Si alguien tuviera la menor duda sobre el carácter juguetón que revelan buena parte de las películas del recientemente fallecido Michel Deville, bastaría con pasarle “Le voyage en douce”, 1980), que he podido ver gracias a la generosidad de un amigo.
Geraldine Chaplin está, entonces, en su ambiente, haciendo de amiga de toda la vida de la en apariencia -pero sólo en apariencia- más seria Dominique Sanda, haciéndose ambas partícipes, en plena confianza, de todo lo que piensan o les ha ocurrido en algún momento de su vida, en ocasiones representado por ellos mismos o por actores más jóvenes.

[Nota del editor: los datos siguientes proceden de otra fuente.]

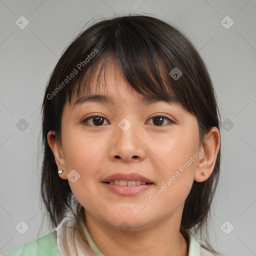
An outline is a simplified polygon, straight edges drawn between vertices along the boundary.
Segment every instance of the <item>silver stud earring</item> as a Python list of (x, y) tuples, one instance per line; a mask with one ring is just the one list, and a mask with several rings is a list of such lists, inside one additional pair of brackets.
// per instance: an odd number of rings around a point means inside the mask
[(63, 170), (58, 170), (58, 174), (60, 175), (60, 174), (62, 174), (63, 172)]

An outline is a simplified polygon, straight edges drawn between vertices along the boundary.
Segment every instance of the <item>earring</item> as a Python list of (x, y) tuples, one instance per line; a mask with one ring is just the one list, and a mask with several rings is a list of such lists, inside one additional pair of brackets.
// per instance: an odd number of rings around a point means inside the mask
[(60, 174), (62, 174), (63, 172), (63, 170), (58, 170), (58, 174), (60, 175)]

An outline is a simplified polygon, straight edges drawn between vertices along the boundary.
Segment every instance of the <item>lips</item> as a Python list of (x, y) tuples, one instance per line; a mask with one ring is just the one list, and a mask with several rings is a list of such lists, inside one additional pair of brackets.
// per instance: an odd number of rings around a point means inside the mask
[(104, 178), (102, 182), (108, 183), (114, 180), (134, 181), (140, 180), (146, 184), (154, 184), (153, 182), (144, 176), (136, 173), (122, 174), (121, 172), (115, 174)]
[(136, 196), (141, 193), (143, 194), (154, 186), (148, 178), (136, 173), (115, 174), (102, 182), (110, 191), (124, 196)]

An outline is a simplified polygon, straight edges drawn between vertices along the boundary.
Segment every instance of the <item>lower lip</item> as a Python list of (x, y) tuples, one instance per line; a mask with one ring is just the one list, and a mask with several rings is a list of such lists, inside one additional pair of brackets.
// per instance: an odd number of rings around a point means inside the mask
[(110, 190), (121, 196), (135, 196), (142, 191), (149, 190), (153, 185), (136, 185), (135, 186), (120, 186), (103, 182)]

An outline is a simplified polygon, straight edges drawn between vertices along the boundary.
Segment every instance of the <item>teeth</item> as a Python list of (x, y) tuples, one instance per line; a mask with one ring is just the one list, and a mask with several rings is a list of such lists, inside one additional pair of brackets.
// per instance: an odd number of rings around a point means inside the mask
[(146, 185), (145, 182), (142, 182), (141, 180), (116, 180), (110, 182), (110, 184), (112, 185), (118, 185), (120, 186), (135, 186), (138, 185)]

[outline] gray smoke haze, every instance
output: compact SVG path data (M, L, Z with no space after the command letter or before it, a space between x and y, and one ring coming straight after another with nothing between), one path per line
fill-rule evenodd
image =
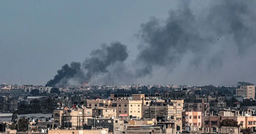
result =
M141 25L141 51L136 60L144 67L138 70L138 77L151 74L155 66L164 66L171 71L189 53L195 54L191 63L197 66L205 55L212 52L213 45L227 44L227 38L233 41L233 47L237 47L241 56L255 45L255 29L252 24L256 14L249 6L255 5L254 1L218 1L219 3L207 7L208 11L198 14L190 8L189 1L182 1L179 10L170 11L163 23L152 18ZM223 53L228 50L223 49L208 59L208 69L222 66Z
M112 77L115 85L255 80L256 1L214 0L200 9L192 6L194 1L179 1L178 9L170 11L166 20L152 17L141 25L139 52L131 65L123 62L128 56L126 53L104 59L108 55L102 55L105 53L102 51L107 49L103 47L93 51L82 64L85 79L108 85ZM126 47L121 46L126 52ZM64 76L69 79L73 75Z
M71 79L79 83L90 81L93 76L108 72L108 67L116 62L125 61L128 55L127 47L117 42L108 46L103 44L100 49L93 50L90 56L82 65L80 63L72 62L70 66L66 64L64 65L45 86L66 85Z

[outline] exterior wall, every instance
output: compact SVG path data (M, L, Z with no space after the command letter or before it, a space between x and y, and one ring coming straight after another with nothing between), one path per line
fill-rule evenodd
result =
M156 117L164 117L172 118L181 121L183 107L179 103L172 103L170 106L143 106L143 118L155 118Z
M83 134L107 133L105 130L51 130L48 131L48 134Z
M113 116L117 117L116 109L114 108L100 107L92 110L92 114L100 118L110 118Z
M140 95L135 95L135 99L139 99L139 97L141 98L144 94L140 94ZM111 97L113 96L113 94L111 94ZM137 116L138 117L142 117L142 106L146 105L146 102L150 101L143 100L110 100L107 99L87 100L86 101L87 106L91 107L93 109L96 108L104 107L108 108L114 108L116 109L117 117L120 114L127 114L128 116L132 115L133 116Z
M240 85L236 90L236 95L246 95L247 98L255 99L255 85ZM240 87L240 88L239 88Z
M184 126L192 128L192 130L194 131L202 127L202 112L183 112L182 123L185 125Z

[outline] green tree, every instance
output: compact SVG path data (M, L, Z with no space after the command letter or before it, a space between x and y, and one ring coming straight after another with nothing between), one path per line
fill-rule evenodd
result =
M15 124L17 123L17 120L18 119L18 115L17 115L16 111L14 111L12 113L12 117L11 121L13 122Z
M33 89L31 90L30 94L33 96L39 95L39 90L37 89Z
M53 87L51 89L51 91L50 91L51 93L57 93L58 94L60 94L60 89L57 88Z
M245 128L243 128L240 130L241 133L243 133L245 134L249 134L251 132L251 128L248 127Z
M19 123L19 132L25 132L28 131L29 121L28 119L19 119L18 123ZM18 128L17 126L16 127L17 128Z
M47 110L48 113L53 113L55 109L55 105L52 99L50 98L48 98L45 100L45 108Z
M222 120L220 123L221 127L239 127L240 125L238 125L237 121L232 119L226 119Z

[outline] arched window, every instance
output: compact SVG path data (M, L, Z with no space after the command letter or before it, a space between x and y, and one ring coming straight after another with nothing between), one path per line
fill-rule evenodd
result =
M177 131L180 131L180 126L177 126L177 127L176 127Z
M60 122L59 122L59 121L56 120L56 121L55 121L54 122L54 124L60 124Z
M54 117L60 117L60 115L57 113L55 113L54 114Z

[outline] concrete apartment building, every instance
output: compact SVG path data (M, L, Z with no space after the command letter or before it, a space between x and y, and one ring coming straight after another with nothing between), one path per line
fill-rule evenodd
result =
M246 95L248 99L255 99L255 85L245 82L238 82L236 89L237 96Z
M93 118L92 110L91 108L87 108L84 106L77 107L70 109L67 108L65 110L54 110L53 122L58 126L63 123L63 125L71 124L72 126L82 126L87 124L87 119ZM62 117L63 116L68 117Z
M201 111L182 112L182 127L186 131L198 131L202 127L202 118Z
M205 115L210 114L210 103L204 103L202 100L201 103L184 103L183 104L184 109L186 111L199 111Z
M220 122L226 119L235 120L243 127L250 127L251 131L256 132L256 116L254 114L252 116L251 113L248 111L221 109L216 114L212 113L213 116L203 116L202 121L203 132L219 132Z
M181 121L183 107L181 102L163 103L161 105L146 105L142 106L143 118L156 118L162 117ZM152 104L151 105L154 105ZM159 121L158 120L158 121Z
M145 99L144 94L132 94L132 98L129 94L119 95L117 96L116 95L111 94L110 99L87 100L87 106L93 109L100 107L116 108L117 117L121 114L125 114L127 115L128 118L131 115L141 117L142 106L146 105L147 102L148 104L151 102Z
M0 97L0 109L12 110L17 109L18 100L5 96Z
M96 118L116 118L116 109L114 108L98 107L92 110L92 115Z
M88 87L89 86L89 83L87 81L84 81L81 83L82 86Z

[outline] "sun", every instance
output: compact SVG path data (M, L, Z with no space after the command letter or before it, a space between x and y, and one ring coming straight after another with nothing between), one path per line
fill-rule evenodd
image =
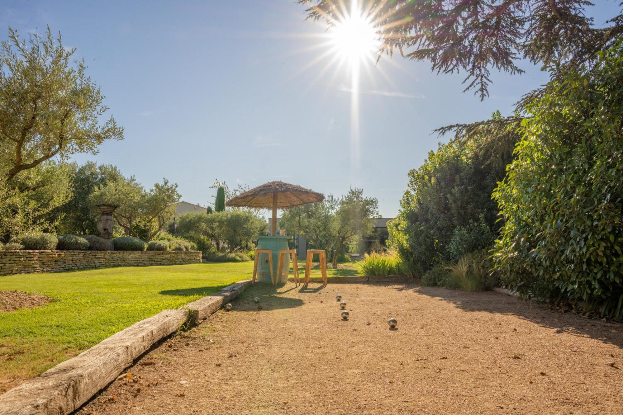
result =
M356 2L353 2L356 5ZM356 6L351 13L334 22L328 34L335 52L351 64L374 59L381 45L378 29L370 17L363 16Z

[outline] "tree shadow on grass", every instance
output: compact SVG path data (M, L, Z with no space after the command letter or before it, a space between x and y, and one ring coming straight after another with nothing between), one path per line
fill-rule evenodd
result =
M525 301L511 295L493 291L468 292L413 285L392 285L389 288L427 295L451 303L467 312L515 315L542 327L553 329L555 334L589 337L623 347L623 324L585 318L573 313L561 313L547 305Z
M230 284L224 284L222 285L214 285L213 287L194 287L178 290L164 290L158 293L163 295L179 295L179 297L189 297L191 295L202 295L205 297L206 295L218 292L229 285Z

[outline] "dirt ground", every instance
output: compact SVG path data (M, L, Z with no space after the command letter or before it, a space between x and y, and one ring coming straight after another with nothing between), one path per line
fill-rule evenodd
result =
M29 294L23 291L0 291L0 311L32 308L47 304L52 298L40 294Z
M416 285L258 284L232 304L78 413L623 413L622 325Z

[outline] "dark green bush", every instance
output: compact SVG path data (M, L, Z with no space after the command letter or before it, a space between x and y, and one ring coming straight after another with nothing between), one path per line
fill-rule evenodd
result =
M147 244L147 250L169 250L168 241L150 241Z
M56 249L59 250L86 250L88 249L88 241L77 235L63 234L57 236L59 243Z
M59 242L54 235L38 232L22 234L16 239L16 242L23 245L24 249L55 249Z
M493 247L495 238L481 216L480 222L470 220L467 226L457 226L448 246L448 257L458 260L470 252Z
M113 239L115 250L145 250L147 244L133 236L122 236Z
M7 250L22 250L24 249L24 246L18 244L17 242L9 242L7 244L4 244L2 249Z
M523 138L494 196L495 261L523 296L588 303L623 319L623 48L554 78L526 107ZM554 69L552 69L553 70Z
M497 113L492 118L501 117ZM493 244L500 224L492 192L503 179L520 137L503 123L475 127L464 140L440 144L421 166L409 172L400 211L388 226L389 244L401 258L412 260L426 271L479 249L482 244L464 234L474 227L470 222L488 227ZM464 243L468 246L460 246Z
M105 239L95 235L85 235L82 237L88 242L89 250L113 250L115 249L112 239Z

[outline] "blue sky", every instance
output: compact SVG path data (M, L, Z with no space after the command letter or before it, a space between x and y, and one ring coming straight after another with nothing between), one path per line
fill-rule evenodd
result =
M597 25L619 10L619 0L596 2ZM335 195L363 187L392 217L407 173L447 139L431 130L507 114L546 80L528 63L521 76L494 73L481 102L462 93L461 74L383 57L362 73L354 160L350 72L329 57L310 67L325 27L304 21L303 10L293 0L3 0L0 39L9 26L27 36L49 25L86 60L125 140L75 160L115 165L146 188L166 177L203 205L216 178L232 187L283 180Z

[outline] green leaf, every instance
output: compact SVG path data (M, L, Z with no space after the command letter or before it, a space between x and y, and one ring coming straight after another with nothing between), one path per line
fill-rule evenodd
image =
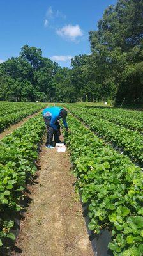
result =
M110 222L115 222L116 221L116 214L115 213L112 213L112 214L109 215L108 217Z
M6 198L4 198L2 200L2 204L8 204L8 200Z
M128 236L126 237L126 242L128 244L133 244L135 241L134 241L135 237L133 236Z
M17 211L20 211L21 209L22 209L21 206L19 205L19 204L17 204L17 205L16 205L16 210L17 210Z
M140 256L139 250L133 246L123 252L123 256Z
M10 239L11 239L13 241L15 240L15 236L14 234L13 234L13 233L9 233L7 235L7 237L10 238Z
M122 216L125 216L126 215L128 215L129 213L130 213L130 211L129 210L128 208L122 207L121 208L121 212L122 212Z
M129 234L132 233L132 229L129 227L126 227L126 228L124 230L124 234Z
M139 211L138 211L138 214L143 215L143 208L141 208Z

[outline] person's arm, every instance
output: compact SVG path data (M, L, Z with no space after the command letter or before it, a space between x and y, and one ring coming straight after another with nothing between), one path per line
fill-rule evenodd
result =
M56 122L57 120L58 116L53 116L50 120L50 126L54 129L54 130L57 131L57 127L55 125Z
M68 124L66 123L66 119L63 119L63 125L64 125L64 127L66 128L66 131L68 131Z

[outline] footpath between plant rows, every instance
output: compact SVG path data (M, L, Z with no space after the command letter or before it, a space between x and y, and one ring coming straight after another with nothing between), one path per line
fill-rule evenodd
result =
M0 133L0 140L2 140L4 137L7 135L9 135L10 133L13 132L16 129L20 127L26 121L29 119L34 117L37 115L38 115L41 110L38 112L35 113L34 114L31 115L25 118L22 118L20 122L19 122L13 125L10 125L8 128L6 128L3 132Z
M20 225L13 256L93 255L82 215L68 152L41 147L31 203Z

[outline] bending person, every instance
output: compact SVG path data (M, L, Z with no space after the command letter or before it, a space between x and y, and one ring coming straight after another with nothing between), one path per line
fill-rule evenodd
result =
M63 122L66 131L68 131L66 123L67 116L66 110L59 107L49 107L46 108L42 111L44 122L47 127L47 138L46 141L46 147L48 148L53 148L54 147L52 145L53 135L56 143L60 143L59 136L60 125L58 122L59 119L63 120Z

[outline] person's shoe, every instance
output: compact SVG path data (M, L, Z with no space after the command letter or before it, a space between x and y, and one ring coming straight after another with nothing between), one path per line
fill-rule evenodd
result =
M50 145L50 144L46 145L45 147L46 147L47 148L50 148L50 149L54 148L54 147L53 147L53 146L52 146L52 145Z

Pero eso se refleja también en el estilo, la forma de hacer de Deville, con sus para mí ya legendarios raccords, que aceleran y hacen más festiva cualquier transición entre escenas.
Un viaje de las dos amigas por la Provenza es el paréntesis que sirve para todo ello. Cine con ventanas faceta voyeurs, referencias que yo asignaría a fotografías de Izis, pinturas de Berthe Morisot o, lanzadas por una osada sesión de fotos (como a veces algún cuento infantil algo subido de tono), imágenes del mismísimo David Hamilton.
Pero no todo debe verse como un juego de ligerezas. Por mucho que suenen en la película las bagatelas de Beethoven y otras músicas de ese estilo, alguna secuencia (sobre todo la de la historia relatada de la que no vemos nada, pero oímos toda su banda sonora) nos alerta y previene, quizás, de lo contrario.